Segundo IBGE, taxas de desemprego em 2014 são as menores da série histórica

A taxa de desocupação do mês de dezembro de 2014 foi 4,3%, mesmo resultado de dezembro de 2013. A taxa média de desocupação de 2014 fechou em 4,8%. Os dados revelam as menores taxas de trabalhadores desocupados (sem emprego) de toda a série histórica, de acordo com a Pesquisa Mensal de Emprego, divulgada nesta quinta-feira (29), pelo Instituto Brasileiro de Geografia e Estatística (IBGE).

Em novembro de 2014, a taxa havia fechado em 4,8%, enquanto a média anual de janeiro a dezembro de 2013 havia fechado em 5,4%. Os dados divulgados pelo IBGE indicam que a taxa média de desocupação chegou a cair 7,5 pontos percentuais em uma década: em 2003 a taxa média de ocupação de janeiro a dezembro havia sido 12,4%.

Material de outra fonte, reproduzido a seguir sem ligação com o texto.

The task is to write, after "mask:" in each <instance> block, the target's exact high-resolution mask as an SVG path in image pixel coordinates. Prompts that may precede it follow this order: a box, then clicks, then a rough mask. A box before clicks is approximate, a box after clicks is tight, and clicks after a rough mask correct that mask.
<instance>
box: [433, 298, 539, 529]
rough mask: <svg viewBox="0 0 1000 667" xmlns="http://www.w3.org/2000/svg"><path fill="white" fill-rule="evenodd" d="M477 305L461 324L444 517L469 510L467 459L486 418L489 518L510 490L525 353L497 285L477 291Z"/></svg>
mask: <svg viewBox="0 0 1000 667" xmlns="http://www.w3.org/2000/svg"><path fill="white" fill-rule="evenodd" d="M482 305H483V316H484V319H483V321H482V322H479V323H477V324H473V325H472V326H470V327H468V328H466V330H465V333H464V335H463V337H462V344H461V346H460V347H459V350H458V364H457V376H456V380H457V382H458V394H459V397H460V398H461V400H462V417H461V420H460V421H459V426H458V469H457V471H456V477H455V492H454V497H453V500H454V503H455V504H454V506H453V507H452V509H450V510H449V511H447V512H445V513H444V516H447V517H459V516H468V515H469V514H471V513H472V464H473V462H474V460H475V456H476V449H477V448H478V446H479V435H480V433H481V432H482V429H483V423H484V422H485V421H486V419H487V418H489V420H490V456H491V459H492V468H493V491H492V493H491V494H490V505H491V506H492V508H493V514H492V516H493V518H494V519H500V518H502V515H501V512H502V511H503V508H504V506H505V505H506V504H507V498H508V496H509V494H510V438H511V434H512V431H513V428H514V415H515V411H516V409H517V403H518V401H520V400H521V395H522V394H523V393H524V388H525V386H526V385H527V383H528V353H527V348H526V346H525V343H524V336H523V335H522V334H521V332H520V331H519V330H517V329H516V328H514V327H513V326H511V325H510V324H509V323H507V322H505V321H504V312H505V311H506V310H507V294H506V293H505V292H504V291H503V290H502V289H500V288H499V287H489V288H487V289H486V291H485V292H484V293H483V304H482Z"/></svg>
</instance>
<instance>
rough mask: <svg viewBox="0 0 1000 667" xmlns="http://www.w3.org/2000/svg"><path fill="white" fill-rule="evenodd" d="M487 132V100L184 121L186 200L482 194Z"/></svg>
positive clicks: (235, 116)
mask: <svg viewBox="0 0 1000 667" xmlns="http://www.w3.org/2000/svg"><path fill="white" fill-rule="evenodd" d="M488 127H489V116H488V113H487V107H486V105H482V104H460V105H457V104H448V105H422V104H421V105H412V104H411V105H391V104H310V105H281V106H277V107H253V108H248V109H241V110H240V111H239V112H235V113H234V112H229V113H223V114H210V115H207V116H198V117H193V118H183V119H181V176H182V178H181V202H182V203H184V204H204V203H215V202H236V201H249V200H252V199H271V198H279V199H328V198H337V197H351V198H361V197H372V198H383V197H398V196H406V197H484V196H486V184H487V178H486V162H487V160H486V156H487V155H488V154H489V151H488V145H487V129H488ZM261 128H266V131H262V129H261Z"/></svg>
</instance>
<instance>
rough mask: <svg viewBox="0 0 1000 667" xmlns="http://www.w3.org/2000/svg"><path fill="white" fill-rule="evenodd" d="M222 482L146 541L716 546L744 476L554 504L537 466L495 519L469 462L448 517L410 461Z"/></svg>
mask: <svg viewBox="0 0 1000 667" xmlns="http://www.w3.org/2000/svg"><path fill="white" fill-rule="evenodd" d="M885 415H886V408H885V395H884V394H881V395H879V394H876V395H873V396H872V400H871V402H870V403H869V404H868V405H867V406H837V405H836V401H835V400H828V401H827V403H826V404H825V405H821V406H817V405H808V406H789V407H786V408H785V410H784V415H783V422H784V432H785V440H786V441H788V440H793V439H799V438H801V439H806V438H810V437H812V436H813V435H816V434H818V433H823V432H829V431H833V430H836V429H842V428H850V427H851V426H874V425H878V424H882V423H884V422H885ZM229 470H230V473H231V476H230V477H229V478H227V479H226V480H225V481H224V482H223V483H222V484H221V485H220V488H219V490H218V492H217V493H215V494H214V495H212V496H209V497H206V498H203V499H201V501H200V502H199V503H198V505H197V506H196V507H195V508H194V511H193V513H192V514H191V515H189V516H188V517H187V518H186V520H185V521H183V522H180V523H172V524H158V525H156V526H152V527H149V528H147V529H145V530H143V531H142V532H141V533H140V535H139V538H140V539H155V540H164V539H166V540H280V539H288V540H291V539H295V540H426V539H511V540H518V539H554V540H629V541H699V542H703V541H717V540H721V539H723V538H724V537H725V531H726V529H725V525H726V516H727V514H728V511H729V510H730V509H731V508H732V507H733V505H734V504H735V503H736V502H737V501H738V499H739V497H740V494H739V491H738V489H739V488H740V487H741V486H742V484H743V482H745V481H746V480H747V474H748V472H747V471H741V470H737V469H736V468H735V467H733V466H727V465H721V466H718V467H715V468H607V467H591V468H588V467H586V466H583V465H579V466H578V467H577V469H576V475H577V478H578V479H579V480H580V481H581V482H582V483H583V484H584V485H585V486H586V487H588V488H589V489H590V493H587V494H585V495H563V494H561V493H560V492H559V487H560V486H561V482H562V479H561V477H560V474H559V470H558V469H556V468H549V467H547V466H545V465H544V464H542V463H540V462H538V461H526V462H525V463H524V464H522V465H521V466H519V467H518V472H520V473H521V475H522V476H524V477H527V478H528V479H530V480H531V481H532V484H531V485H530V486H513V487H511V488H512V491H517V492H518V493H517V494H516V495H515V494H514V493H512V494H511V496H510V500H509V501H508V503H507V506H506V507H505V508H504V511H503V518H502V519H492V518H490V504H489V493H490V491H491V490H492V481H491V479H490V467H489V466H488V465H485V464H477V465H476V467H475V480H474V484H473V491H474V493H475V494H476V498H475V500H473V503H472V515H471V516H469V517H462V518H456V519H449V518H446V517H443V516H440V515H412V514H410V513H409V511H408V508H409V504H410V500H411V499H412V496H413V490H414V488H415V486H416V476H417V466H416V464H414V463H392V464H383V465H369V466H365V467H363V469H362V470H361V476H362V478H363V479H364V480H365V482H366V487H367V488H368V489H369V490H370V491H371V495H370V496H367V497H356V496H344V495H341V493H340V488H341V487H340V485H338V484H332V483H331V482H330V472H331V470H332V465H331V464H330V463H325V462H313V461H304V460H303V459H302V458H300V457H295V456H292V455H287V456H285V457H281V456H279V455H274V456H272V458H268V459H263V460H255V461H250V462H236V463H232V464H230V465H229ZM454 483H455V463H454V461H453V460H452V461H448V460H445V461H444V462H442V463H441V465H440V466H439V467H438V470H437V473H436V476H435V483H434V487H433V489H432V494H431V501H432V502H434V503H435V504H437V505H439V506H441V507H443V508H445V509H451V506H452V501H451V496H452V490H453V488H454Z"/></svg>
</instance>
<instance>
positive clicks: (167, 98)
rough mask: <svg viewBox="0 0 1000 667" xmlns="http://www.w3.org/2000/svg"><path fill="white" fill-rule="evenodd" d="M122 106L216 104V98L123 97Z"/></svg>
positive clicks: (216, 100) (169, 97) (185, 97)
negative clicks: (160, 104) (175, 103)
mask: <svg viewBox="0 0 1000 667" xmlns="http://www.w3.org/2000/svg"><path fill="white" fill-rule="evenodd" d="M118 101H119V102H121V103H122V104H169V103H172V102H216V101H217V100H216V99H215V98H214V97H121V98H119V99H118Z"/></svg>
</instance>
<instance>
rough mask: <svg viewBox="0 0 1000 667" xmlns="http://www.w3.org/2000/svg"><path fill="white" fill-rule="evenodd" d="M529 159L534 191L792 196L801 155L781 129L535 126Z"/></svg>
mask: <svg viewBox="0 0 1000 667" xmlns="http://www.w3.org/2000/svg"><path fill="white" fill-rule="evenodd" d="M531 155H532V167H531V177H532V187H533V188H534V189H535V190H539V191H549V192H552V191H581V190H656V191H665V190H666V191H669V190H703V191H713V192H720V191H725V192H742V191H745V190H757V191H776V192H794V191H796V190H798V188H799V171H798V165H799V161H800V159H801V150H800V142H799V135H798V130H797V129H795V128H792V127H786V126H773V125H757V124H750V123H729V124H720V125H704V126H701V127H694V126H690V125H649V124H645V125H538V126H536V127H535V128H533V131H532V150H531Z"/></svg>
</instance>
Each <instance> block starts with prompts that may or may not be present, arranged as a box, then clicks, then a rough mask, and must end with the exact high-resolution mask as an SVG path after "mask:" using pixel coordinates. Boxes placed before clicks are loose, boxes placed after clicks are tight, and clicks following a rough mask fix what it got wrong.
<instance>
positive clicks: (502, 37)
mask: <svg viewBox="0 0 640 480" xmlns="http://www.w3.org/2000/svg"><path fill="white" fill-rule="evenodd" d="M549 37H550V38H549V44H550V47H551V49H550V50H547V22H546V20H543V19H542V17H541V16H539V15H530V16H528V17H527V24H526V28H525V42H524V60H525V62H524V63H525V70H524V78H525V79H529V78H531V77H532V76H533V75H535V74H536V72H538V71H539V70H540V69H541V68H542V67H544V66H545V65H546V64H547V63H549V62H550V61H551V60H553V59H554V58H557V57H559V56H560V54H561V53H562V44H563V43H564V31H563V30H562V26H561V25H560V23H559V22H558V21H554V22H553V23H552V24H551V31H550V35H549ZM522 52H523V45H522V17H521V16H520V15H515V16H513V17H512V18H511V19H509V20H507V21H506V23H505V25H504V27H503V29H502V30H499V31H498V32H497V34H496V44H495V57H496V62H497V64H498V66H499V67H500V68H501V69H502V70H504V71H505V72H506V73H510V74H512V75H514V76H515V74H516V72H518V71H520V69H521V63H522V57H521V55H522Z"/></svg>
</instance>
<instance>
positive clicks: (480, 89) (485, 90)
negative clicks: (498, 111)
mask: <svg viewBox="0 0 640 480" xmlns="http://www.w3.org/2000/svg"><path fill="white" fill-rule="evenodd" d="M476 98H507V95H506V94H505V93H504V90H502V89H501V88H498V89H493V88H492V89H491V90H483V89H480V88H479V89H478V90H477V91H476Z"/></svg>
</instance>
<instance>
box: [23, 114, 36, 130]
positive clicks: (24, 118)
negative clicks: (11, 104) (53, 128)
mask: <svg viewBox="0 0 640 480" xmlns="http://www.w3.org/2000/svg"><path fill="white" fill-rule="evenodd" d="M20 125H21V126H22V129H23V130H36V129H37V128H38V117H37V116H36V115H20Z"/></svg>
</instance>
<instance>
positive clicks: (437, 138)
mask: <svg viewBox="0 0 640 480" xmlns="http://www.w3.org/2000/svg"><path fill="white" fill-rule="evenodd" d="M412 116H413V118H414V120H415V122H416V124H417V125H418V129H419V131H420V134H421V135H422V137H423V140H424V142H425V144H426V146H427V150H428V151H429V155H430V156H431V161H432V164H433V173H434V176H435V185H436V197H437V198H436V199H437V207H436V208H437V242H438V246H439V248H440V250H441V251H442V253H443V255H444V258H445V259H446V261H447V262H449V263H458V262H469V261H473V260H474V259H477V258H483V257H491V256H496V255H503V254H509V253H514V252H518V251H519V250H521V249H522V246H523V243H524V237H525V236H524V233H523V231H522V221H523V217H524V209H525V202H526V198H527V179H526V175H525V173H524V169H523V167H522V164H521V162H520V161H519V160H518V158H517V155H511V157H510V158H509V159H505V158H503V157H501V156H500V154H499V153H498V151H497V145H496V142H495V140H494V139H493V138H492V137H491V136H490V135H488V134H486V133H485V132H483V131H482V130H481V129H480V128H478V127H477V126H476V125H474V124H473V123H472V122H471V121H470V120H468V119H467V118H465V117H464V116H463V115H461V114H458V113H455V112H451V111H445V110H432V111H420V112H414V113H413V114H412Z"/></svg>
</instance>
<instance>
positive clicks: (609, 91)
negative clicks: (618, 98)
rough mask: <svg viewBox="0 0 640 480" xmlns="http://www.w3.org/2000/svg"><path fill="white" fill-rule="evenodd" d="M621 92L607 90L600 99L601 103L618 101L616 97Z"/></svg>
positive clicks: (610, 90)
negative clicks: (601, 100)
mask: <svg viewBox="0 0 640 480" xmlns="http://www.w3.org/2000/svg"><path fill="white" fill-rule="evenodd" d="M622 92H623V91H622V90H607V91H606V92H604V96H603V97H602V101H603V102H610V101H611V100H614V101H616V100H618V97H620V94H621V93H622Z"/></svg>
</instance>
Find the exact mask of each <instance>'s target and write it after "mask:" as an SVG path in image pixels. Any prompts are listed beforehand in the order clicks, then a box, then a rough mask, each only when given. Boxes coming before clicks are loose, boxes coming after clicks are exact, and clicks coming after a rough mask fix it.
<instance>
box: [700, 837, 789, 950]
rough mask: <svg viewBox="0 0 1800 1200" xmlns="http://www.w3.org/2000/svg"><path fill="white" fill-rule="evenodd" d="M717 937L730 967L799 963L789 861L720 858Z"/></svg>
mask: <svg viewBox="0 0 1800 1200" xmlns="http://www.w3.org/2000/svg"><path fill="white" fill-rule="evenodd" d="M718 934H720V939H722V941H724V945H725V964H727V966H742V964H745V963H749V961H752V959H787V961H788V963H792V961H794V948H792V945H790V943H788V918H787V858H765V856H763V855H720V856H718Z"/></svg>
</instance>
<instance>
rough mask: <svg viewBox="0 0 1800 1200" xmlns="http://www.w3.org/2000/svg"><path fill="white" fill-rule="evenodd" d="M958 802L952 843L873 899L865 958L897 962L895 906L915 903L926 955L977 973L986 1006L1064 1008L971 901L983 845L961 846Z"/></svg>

A pesquisa indica que, em 2014, a média anual da população desocupada foi estimada em 1,176 milhão de pessoas, percentual 54,9% menor que o de 2003, quando a média anual havia sido de 2,608 milhões. Quando comparada a 2013, a queda no número de pessoas desocupadas foi 10,8%: 1,318 milhão pessoas.

Por outro lado, a pesquisa do IBGE constatou que a média anual da população ocupada nas seis regiões pesquisadas em 2014 foi estimada em 23,087 milhões de pessoas, recuando 0,1% em relação a 2013, quando este contingente era 23,116 milhões.

Em dezembro do ano passado, a população ocupada nas seis regiões pesquisadas chegou a 23,224 milhões, recuando 0,7% em relação a novembro e ficando estatisticamente estável (0,5%) em relação a dezembro de 2013.